I'm sure customs duty charges are added into the price somewhere along the line as the dealer has to get the unit from the U.S. but we are not charged separately for it if ordered from a Canadian dealer.
Also, It pays to shop around to the different dealers. I bought a versacamm 300v last year for 12,500 from a Can. dealer. I mentioned to them that they go for about 10,500 + in the U.S. and since our dollar was on par with the U.S. at the time I asked why I had to pay more. He said the extra was because of the duty charges for them to bring them in from the States.
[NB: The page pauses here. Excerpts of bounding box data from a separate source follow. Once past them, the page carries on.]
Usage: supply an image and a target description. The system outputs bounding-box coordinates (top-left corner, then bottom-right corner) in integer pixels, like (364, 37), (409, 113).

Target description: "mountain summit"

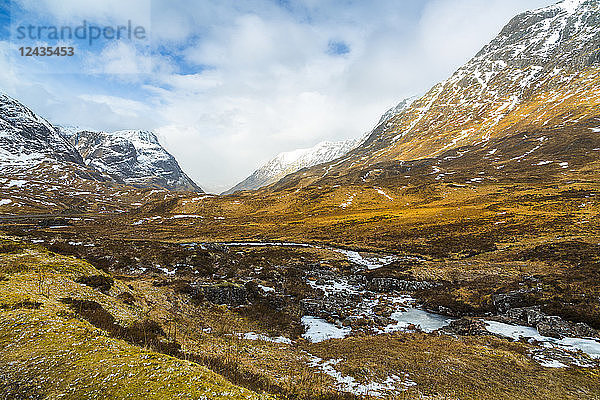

(63, 129), (202, 192)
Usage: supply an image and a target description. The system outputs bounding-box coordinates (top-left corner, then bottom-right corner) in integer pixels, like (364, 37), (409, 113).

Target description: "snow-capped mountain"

(223, 97), (417, 194)
(223, 139), (362, 194)
(268, 0), (600, 189)
(61, 128), (202, 192)
(0, 94), (83, 172)
(377, 96), (420, 125)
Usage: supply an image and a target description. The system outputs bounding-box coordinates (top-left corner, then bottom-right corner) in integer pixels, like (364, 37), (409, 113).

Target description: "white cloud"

(0, 0), (552, 194)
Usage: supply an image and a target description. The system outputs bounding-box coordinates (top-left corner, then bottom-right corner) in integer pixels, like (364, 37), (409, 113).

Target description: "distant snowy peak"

(0, 93), (83, 168)
(377, 96), (420, 125)
(61, 129), (202, 192)
(223, 137), (364, 194)
(227, 96), (419, 194)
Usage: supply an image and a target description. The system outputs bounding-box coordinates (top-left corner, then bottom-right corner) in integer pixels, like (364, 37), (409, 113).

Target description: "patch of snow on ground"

(302, 315), (352, 343)
(485, 321), (600, 359)
(376, 188), (394, 201)
(7, 179), (27, 188)
(238, 332), (292, 344)
(258, 285), (275, 292)
(309, 355), (416, 397)
(340, 193), (356, 208)
(384, 308), (453, 333)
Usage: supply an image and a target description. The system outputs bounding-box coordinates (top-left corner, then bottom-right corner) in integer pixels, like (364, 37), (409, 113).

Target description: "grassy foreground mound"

(0, 241), (269, 400)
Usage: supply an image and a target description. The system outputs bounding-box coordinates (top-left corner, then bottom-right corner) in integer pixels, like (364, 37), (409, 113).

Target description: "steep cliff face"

(270, 0), (600, 188)
(0, 94), (83, 172)
(65, 130), (202, 192)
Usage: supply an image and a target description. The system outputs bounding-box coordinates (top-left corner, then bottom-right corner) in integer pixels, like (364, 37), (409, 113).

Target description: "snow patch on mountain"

(223, 96), (419, 194)
(223, 137), (365, 194)
(62, 128), (202, 192)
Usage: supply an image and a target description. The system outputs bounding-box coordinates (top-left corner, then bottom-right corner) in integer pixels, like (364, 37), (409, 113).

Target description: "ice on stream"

(302, 315), (352, 343)
(383, 307), (453, 333)
(485, 321), (600, 368)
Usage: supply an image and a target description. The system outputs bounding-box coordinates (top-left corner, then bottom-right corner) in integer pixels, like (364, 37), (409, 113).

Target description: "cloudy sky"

(0, 0), (556, 192)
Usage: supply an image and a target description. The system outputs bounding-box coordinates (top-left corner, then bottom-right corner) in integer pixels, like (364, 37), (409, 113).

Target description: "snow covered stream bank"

(210, 242), (600, 368)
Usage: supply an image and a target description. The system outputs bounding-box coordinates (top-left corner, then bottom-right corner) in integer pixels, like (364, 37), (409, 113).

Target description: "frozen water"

(302, 315), (352, 343)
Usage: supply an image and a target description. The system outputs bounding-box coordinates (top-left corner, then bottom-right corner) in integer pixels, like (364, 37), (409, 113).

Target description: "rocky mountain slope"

(223, 139), (361, 194)
(223, 97), (417, 194)
(62, 129), (202, 193)
(272, 0), (600, 191)
(0, 94), (83, 171)
(0, 94), (202, 215)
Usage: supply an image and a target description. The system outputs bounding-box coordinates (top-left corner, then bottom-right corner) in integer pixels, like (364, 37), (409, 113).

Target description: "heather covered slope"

(270, 0), (600, 191)
(0, 239), (270, 400)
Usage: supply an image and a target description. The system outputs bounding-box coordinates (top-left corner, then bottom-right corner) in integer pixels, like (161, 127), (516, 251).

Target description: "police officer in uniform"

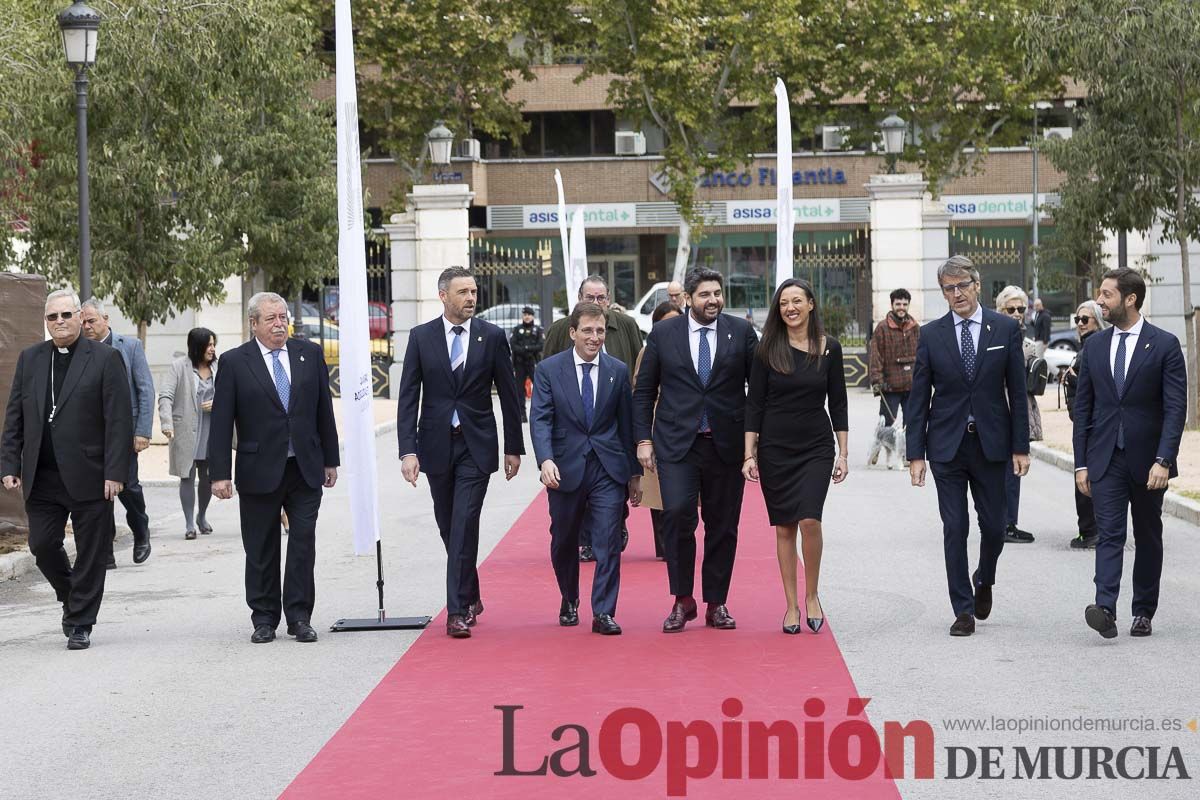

(509, 306), (546, 422)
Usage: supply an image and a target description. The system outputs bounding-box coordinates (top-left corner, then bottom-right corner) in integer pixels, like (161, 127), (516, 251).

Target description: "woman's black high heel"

(804, 597), (824, 633)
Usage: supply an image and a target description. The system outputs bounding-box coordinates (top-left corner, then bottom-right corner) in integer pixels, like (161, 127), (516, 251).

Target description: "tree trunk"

(671, 219), (691, 283)
(1175, 92), (1196, 428)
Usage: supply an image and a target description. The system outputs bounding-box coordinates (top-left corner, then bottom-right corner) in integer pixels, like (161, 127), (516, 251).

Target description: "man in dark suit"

(1030, 297), (1050, 347)
(396, 266), (524, 639)
(80, 297), (154, 570)
(0, 289), (133, 650)
(529, 302), (642, 636)
(1074, 267), (1188, 639)
(209, 291), (340, 644)
(905, 255), (1030, 636)
(541, 275), (642, 561)
(634, 269), (758, 633)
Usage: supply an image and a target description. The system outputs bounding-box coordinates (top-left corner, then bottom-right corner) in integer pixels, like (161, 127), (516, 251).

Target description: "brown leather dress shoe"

(704, 603), (738, 631)
(950, 612), (974, 636)
(446, 614), (470, 639)
(662, 597), (697, 633)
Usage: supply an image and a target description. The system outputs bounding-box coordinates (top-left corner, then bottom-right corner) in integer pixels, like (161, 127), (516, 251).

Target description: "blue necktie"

(450, 325), (467, 428)
(1112, 333), (1129, 450)
(271, 350), (292, 411)
(696, 327), (713, 433)
(580, 363), (595, 431)
(961, 319), (976, 384)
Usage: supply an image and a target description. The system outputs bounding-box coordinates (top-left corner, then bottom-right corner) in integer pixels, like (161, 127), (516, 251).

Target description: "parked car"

(300, 317), (392, 365)
(475, 302), (566, 336)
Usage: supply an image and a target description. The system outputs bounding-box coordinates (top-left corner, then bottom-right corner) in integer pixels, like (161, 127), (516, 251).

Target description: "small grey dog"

(866, 414), (905, 469)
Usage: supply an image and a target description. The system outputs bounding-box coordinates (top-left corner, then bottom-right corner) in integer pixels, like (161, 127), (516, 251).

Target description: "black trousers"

(1092, 450), (1166, 618)
(116, 452), (150, 541)
(929, 433), (1013, 614)
(428, 435), (489, 614)
(239, 458), (322, 627)
(546, 452), (629, 615)
(25, 469), (116, 631)
(658, 435), (745, 604)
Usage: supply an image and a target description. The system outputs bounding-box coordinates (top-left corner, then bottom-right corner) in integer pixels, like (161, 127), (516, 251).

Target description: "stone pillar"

(866, 173), (937, 321)
(384, 184), (475, 398)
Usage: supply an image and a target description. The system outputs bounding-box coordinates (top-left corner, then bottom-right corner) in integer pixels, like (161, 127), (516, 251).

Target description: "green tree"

(1027, 0), (1200, 427)
(10, 0), (336, 333)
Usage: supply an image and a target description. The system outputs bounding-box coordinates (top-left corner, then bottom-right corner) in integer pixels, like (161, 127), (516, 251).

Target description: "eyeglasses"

(942, 278), (974, 297)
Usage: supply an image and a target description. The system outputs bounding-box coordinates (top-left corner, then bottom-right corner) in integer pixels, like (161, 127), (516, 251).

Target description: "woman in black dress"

(742, 278), (850, 633)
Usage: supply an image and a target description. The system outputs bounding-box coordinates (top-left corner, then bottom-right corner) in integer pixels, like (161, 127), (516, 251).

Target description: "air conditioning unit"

(817, 125), (850, 150)
(1042, 128), (1075, 139)
(454, 139), (479, 161)
(616, 131), (646, 156)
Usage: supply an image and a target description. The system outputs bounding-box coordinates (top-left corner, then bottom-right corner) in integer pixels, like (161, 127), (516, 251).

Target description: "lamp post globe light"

(59, 2), (100, 300)
(425, 120), (454, 167)
(880, 114), (908, 175)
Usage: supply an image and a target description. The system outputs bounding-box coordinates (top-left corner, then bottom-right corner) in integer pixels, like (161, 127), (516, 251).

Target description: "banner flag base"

(329, 539), (433, 633)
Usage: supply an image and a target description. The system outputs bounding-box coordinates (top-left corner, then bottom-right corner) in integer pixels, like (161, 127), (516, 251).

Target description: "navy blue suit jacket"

(209, 338), (341, 494)
(904, 308), (1030, 462)
(529, 348), (642, 492)
(1074, 321), (1188, 483)
(396, 315), (524, 475)
(634, 312), (758, 464)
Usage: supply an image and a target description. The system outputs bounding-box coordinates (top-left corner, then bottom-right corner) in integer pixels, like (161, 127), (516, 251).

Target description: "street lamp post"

(59, 2), (100, 300)
(880, 114), (908, 175)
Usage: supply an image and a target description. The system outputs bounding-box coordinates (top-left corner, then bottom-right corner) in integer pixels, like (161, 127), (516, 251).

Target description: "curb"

But then just after I bought it the guy that came to install it for me (who is also a Roland dealer) told me he sells them for $10,500 canadian dollars.
I was a bit peeved at that.

Lar


----------



## revelationdesign (Nov 26, 2007)

Hi there,

Still looking for this and/or any other options.

Does anyone use the Roland Stika Cutter SV-15? Can it handle a decent size work load?

Preferably on the east coast but will take any more suggestions.

I also need a Canadian provider of VINYL once the printer is ordered. Any recommendations?

Thanks.


----------